Each graphed observation is plotted as a polyline, a series of connected 
line segments.

Parallel coordinates are a useful charting technique you'll want to add the 
exploring section of your course map. They are a higher dimensionality 
visualization technique because they allow you to easily view observations 
with more than three dimensions simply by tacking on additional parallel 
coordinates. However at some point, it becomes hard to comprehend the chart 
anymore due to the sheer number of axes and also potentially due to the 
number of observations. If you data has more than 10 features, parallel 
coordinates might not do it for you.

Parallel coordinates are useful because polylines belonging to similar 
records tend to cluster together. To graph them with Pandas and MatPlotLib, 
you have to specify a feature to group by (it can be non-numeric). This 
results in each distinct value of that feature being assigned a unique color 
when charted. Here's an example of parallel coordinates using SciKit-Learn's 
Iris dataset.

Pandas' parallel coordinates interface is extremely easy to use, but use it 
with care. It only supports a single scale for all your axes. If you have 
some features that are on a small scale and others on a large scale, you'll 
have to deal with a compressed plot. For now, your only three options are to:

<1>Normalize your features before charting them
<2>Change the scale to a log scale
<3>Or create separate, multiple parallel coordinate charts. Each one only 
plotting features with similar domains scales plotted
"""""""""""""""""""""""""""""""""""""""""""""""""""""""""""""""""""""""""""
from sklearn.datasets import load_iris
from pandas.tools.plotting import parallel_coordinates

#Load up SKLearn's Iris Dataset into a Pandas Dataframe
data = load_iris()
dfiris = pd.DataFrame(data.data, columns = data.feature_names) 

dfiris["target_names"] = [data.target_names[i] for i in data.target]

#Parallel Coordinates Start Here:
fig7 = plt.figure(7)
parallel_coordinates(dfiris, "target_names")
plt.show()
#To be honest, I am not quite sure about the usage of this parallel 
#coordinates. But we shall keep a record in case of future application.

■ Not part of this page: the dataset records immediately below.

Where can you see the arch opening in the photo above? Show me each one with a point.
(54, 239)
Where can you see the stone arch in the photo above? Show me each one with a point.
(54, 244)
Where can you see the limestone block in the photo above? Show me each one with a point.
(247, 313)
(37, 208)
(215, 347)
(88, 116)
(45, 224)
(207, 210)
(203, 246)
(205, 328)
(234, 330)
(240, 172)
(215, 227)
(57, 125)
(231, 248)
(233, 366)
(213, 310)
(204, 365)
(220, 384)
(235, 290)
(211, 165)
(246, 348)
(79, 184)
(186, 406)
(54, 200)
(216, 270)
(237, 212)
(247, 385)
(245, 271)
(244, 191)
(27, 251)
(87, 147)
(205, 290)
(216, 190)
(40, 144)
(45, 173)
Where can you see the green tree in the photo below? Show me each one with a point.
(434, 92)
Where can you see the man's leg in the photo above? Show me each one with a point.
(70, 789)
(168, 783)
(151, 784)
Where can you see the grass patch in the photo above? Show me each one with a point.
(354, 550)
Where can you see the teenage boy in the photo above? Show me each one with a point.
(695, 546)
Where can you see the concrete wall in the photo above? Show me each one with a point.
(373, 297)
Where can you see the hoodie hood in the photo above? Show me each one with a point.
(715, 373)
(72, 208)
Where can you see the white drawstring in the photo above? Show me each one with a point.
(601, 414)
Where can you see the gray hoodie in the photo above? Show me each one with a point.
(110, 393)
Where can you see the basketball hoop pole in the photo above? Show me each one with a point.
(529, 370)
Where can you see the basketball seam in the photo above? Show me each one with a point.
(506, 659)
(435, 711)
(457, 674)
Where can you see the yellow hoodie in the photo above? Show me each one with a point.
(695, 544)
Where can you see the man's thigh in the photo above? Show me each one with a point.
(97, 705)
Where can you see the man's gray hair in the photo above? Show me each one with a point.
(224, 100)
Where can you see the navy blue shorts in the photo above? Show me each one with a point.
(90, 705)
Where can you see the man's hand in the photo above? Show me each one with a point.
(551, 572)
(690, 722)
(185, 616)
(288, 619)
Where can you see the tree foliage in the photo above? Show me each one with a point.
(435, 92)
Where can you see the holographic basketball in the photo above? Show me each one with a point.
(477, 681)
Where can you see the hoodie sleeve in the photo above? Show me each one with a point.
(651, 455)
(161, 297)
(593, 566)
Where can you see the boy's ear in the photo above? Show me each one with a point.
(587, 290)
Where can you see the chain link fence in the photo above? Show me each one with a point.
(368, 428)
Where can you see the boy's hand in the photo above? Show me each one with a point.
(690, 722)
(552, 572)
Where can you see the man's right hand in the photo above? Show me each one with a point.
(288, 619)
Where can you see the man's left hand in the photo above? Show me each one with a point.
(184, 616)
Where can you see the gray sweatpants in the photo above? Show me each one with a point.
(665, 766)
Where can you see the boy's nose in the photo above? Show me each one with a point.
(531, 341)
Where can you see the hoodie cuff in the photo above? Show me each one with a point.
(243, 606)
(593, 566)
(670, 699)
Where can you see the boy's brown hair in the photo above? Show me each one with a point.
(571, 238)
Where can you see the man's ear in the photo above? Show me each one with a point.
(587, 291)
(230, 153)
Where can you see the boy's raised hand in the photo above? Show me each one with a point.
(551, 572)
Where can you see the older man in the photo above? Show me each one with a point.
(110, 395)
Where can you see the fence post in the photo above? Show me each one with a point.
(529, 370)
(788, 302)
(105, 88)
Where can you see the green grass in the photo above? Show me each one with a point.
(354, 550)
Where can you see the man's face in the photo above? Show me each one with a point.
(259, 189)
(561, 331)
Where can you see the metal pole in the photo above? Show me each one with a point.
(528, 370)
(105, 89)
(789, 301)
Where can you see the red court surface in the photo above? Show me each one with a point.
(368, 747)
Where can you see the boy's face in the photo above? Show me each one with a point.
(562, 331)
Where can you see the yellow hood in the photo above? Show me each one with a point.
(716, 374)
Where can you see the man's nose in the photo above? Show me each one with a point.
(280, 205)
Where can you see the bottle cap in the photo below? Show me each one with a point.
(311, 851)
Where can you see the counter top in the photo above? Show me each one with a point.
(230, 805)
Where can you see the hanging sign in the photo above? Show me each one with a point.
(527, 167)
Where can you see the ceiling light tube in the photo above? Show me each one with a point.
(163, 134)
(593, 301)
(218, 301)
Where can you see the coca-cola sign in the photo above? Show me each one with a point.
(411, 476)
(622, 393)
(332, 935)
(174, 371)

#Citation from the content of this course webpage. You can go to the original
#webpage for more details.
"""https://goo.gl/PJMqfD"""
"""""""""""""""""""""""""""""""""""""""""""""""""""""""""""""""""""""""""""
                               ANDREW'S CURVE

An Andrews plot, also known as Andrews curve, helps you visualize higher 
dimensionality, multivariate data by plotting each of your dataset's 
observations as a curve. The feature values of the observation act as the 
coefficients of the curve, so observations with similar characteristics tend 
to group closer to each other. Due to this, Andrews curves have some use in 
outlier detection.

Just as with Parallel Coordinates, every plotted feature must be numeric 
since the curve equation is essentially the product of the observation's 
features vector (transposed) and the vector: (1/sqrt(2), sin(t), cos(t), 
sin(2t), cos(2t), sin(3t), cos(3t), ...) to create a Fourier series.

The Pandas implementation requires you once again specify a GroupBy feature, 
which is then used to color code the curves as well as produce as chart 
legend.
"""""""""""""""""""""""""""""""""""""""""""""""""""""""""""""""""""""""""""
from pandas.tools.plotting import andrews_curves
#Andrews Curves Start Here:
fig8 = plt.figure(8)
andrews_curves(dfiris, "target_names")
plt.show()
#To be honest again, I am not quite sure about the usage of this Andrew's 
#curves, neither. But we can shall a record in case of future application.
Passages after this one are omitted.